We use the idiomatic expression “sacred cow,” and sometimes don’t know what it means. It comes from a literal sacred cow or sacred bull, which is an actual cow or bull that’s treated with unprecedented respect. In certain religions, a cow is considered so holy that it must never be harmed. What this means is that in some instances, people who adhere to this belief will starve to death rather than kill a sacred cow to eat its meat.
Imagine believing in the sanctity of a cow so much, that you’re willing to die for it. Imagine readily allowing your own children to starve to death rather than killing and eating a sacred cow. Photos abound of starving men, women, and children, their bones sticking out of their ribs, their bellies protruding, and behind them, a cow, healthy and well-fed.
It is not my place to ridicule such beliefs, but like many, I am confounded when innocent children who have no choice in these matters are swept along, harmed by these beliefs simply because they had the random luck of being born to parents who will sit down with them, and explain in sincere detail, with genuine belief, why a cow cannot be a meal. Try to imagine that conversation that a loving parent is having with a beloved child, a child who is literally starving to death. “I want to feed you. I wish I could. But a cow is sacred. More sacred than you or I.”
To many, this is unfathomable. And when something is so unthinkable, it becomes vilified or ridiculed. Most human beings who don’t adhere to or comprehend a belief held by other human beings they don’t know, whose life they haven’t lived, feel superior to whatever that belief is, whatever that sacred cow is, and hence superior to the actual people who believe it.
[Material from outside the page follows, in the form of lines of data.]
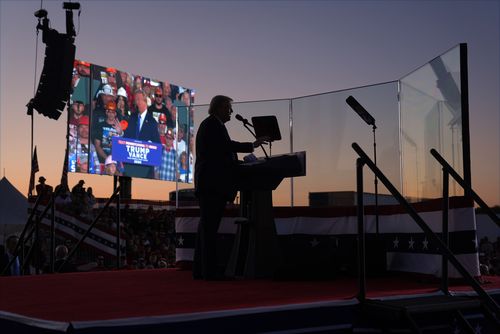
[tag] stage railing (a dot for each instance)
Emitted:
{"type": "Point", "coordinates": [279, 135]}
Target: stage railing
{"type": "Point", "coordinates": [447, 172]}
{"type": "Point", "coordinates": [442, 246]}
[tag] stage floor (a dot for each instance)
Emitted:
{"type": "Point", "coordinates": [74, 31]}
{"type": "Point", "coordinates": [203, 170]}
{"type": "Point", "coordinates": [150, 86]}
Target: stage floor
{"type": "Point", "coordinates": [102, 296]}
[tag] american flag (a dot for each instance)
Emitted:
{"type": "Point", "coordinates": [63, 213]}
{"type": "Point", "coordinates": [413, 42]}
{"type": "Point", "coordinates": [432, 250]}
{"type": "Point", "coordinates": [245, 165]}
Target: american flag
{"type": "Point", "coordinates": [34, 170]}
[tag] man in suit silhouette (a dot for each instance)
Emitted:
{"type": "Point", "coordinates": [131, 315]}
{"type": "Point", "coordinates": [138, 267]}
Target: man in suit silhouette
{"type": "Point", "coordinates": [141, 126]}
{"type": "Point", "coordinates": [216, 176]}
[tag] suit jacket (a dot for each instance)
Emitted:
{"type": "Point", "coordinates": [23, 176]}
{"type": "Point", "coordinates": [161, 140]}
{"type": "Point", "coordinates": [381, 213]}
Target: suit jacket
{"type": "Point", "coordinates": [149, 130]}
{"type": "Point", "coordinates": [216, 168]}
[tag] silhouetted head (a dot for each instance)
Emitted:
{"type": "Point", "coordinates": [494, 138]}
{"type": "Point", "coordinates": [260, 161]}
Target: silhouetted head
{"type": "Point", "coordinates": [220, 106]}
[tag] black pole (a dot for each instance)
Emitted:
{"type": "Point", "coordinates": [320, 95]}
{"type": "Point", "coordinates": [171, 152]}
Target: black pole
{"type": "Point", "coordinates": [36, 259]}
{"type": "Point", "coordinates": [435, 240]}
{"type": "Point", "coordinates": [446, 206]}
{"type": "Point", "coordinates": [22, 237]}
{"type": "Point", "coordinates": [52, 233]}
{"type": "Point", "coordinates": [118, 231]}
{"type": "Point", "coordinates": [376, 179]}
{"type": "Point", "coordinates": [361, 230]}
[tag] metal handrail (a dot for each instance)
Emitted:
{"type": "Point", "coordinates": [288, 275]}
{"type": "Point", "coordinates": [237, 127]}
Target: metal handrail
{"type": "Point", "coordinates": [468, 189]}
{"type": "Point", "coordinates": [434, 239]}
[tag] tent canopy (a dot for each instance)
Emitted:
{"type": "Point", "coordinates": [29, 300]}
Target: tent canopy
{"type": "Point", "coordinates": [13, 210]}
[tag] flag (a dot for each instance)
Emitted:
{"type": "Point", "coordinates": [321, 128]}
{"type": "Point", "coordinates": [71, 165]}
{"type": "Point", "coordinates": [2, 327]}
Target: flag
{"type": "Point", "coordinates": [64, 176]}
{"type": "Point", "coordinates": [34, 170]}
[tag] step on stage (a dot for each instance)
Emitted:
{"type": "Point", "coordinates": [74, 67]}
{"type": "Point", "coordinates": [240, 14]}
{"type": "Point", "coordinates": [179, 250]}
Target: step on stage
{"type": "Point", "coordinates": [169, 300]}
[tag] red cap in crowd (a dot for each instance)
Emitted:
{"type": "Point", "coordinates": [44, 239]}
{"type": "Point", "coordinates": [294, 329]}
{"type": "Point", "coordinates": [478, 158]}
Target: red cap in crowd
{"type": "Point", "coordinates": [162, 118]}
{"type": "Point", "coordinates": [111, 105]}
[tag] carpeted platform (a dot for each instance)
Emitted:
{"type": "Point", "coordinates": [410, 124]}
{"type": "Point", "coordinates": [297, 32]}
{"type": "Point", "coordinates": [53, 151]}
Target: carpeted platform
{"type": "Point", "coordinates": [98, 296]}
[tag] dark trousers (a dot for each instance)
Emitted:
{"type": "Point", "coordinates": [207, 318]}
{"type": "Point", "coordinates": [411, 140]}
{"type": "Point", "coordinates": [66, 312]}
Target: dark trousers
{"type": "Point", "coordinates": [205, 253]}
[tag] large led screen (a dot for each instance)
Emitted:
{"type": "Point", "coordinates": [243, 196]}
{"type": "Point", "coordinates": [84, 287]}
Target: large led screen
{"type": "Point", "coordinates": [129, 125]}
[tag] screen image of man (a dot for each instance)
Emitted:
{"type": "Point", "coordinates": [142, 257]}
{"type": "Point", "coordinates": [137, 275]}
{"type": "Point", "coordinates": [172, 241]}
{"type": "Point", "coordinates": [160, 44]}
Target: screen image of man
{"type": "Point", "coordinates": [216, 177]}
{"type": "Point", "coordinates": [82, 157]}
{"type": "Point", "coordinates": [158, 108]}
{"type": "Point", "coordinates": [141, 126]}
{"type": "Point", "coordinates": [105, 131]}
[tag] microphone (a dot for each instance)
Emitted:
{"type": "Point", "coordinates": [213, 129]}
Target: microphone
{"type": "Point", "coordinates": [243, 120]}
{"type": "Point", "coordinates": [358, 108]}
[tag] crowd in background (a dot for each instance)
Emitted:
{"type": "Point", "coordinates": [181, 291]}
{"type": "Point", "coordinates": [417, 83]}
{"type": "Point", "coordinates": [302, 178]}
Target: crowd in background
{"type": "Point", "coordinates": [149, 234]}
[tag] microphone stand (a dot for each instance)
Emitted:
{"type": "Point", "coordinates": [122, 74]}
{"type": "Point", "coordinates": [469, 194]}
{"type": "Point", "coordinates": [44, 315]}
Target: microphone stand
{"type": "Point", "coordinates": [246, 124]}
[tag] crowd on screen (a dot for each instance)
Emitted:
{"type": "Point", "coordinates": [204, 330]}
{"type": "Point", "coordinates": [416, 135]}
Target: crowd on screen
{"type": "Point", "coordinates": [133, 107]}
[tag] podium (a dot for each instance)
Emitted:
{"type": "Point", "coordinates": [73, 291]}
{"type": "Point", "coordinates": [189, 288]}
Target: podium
{"type": "Point", "coordinates": [255, 252]}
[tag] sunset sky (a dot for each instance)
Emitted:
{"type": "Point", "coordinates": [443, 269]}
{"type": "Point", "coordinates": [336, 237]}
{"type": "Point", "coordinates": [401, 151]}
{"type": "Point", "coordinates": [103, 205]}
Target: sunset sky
{"type": "Point", "coordinates": [249, 50]}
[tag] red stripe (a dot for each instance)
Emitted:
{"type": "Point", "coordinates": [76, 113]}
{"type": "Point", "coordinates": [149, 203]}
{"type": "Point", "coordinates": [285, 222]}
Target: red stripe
{"type": "Point", "coordinates": [341, 211]}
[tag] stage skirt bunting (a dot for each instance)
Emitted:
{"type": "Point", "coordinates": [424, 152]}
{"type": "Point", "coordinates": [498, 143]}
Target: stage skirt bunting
{"type": "Point", "coordinates": [69, 226]}
{"type": "Point", "coordinates": [327, 236]}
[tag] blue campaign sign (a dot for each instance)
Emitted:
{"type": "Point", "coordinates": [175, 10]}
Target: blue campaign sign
{"type": "Point", "coordinates": [136, 152]}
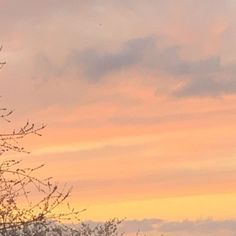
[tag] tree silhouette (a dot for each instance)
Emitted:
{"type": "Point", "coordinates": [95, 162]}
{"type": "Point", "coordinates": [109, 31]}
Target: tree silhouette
{"type": "Point", "coordinates": [29, 204]}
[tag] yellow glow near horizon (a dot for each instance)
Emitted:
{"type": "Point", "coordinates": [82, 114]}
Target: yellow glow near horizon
{"type": "Point", "coordinates": [218, 206]}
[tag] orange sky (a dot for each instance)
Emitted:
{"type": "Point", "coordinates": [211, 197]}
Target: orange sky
{"type": "Point", "coordinates": [138, 97]}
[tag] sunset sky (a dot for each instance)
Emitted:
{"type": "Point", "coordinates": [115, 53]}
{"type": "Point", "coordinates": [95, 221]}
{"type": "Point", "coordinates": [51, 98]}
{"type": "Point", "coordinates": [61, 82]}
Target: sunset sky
{"type": "Point", "coordinates": [139, 98]}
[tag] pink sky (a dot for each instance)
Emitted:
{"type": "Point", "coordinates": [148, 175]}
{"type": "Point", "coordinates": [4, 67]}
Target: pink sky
{"type": "Point", "coordinates": [139, 101]}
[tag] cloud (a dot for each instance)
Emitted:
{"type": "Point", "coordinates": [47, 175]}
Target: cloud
{"type": "Point", "coordinates": [97, 64]}
{"type": "Point", "coordinates": [200, 77]}
{"type": "Point", "coordinates": [198, 227]}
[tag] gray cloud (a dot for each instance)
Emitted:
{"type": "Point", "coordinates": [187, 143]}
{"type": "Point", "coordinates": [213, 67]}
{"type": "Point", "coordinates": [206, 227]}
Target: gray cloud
{"type": "Point", "coordinates": [206, 77]}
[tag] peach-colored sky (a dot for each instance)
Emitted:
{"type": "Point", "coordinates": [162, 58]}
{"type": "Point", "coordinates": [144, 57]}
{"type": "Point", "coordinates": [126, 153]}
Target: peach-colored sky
{"type": "Point", "coordinates": [139, 98]}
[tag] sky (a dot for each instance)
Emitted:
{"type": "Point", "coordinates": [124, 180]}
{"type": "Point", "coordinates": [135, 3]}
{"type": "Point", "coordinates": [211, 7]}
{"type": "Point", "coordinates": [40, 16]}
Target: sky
{"type": "Point", "coordinates": [139, 101]}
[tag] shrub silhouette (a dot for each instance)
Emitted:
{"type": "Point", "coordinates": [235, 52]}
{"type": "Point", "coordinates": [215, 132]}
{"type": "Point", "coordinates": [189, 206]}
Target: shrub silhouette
{"type": "Point", "coordinates": [24, 214]}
Yes, most of us believe we are better, smarter than others who hold a belief we don’t hold.
I wager that right now, there is someone reading this who got to the part where a parent starves their own child rather than kill a cow, and became furious upon reading it. Never, ever do those people contemplate how this came about, and why it is so vital to some that it even transcends death. Never do angry people stop and think: “How did they come by this belief?”
Or even more profound: “Wait a minute—what are my sacred cows?
Your sacred cow, my sacred cow, doesn’t have to be in a real, live cow. It can be any belief we hold with rigid, blind passion, with never one moment of contemplation: “Could I be wrong about this?”
None of us see that we all have sacred cows, a belief that might be harmful to us, to our children, a belief we cling to no matter what. We don’t see that we have a belief such as this, but we become angry, frustrated, even vengeful when we see the sacred cow held by others. Thanks to the internet, to Facebook private pages, we gather in groups that reiterate and reinforce only our beliefs. We feel stronger and more secure in those possibly harmful sacred cows because they are taught and retaught to us over and over again.
With this army of believers around us, it is so much easier to ignore any contradictory facts. Our logical brain gives way to our lizard brain—the one that works by emotion only—and it starts to weed out any fact that doesn’t go along with the support of our personal sacred cow.
Where a brain that operates on logic wants to question and rethink, to analyze and re-examine, to utilize a new thought process to improve life, the lizard brain, now in charge, thanks to the sheer amount of support from our group, quivers in fear of contradiction. It makes us terrified of anyone or anything that threatens our sacred cow, even if, in a small, cowering part of our psyche, there is a whisper of, “What if this is wrong? What if I’m harming myself and others with this unbending, adamant belief?”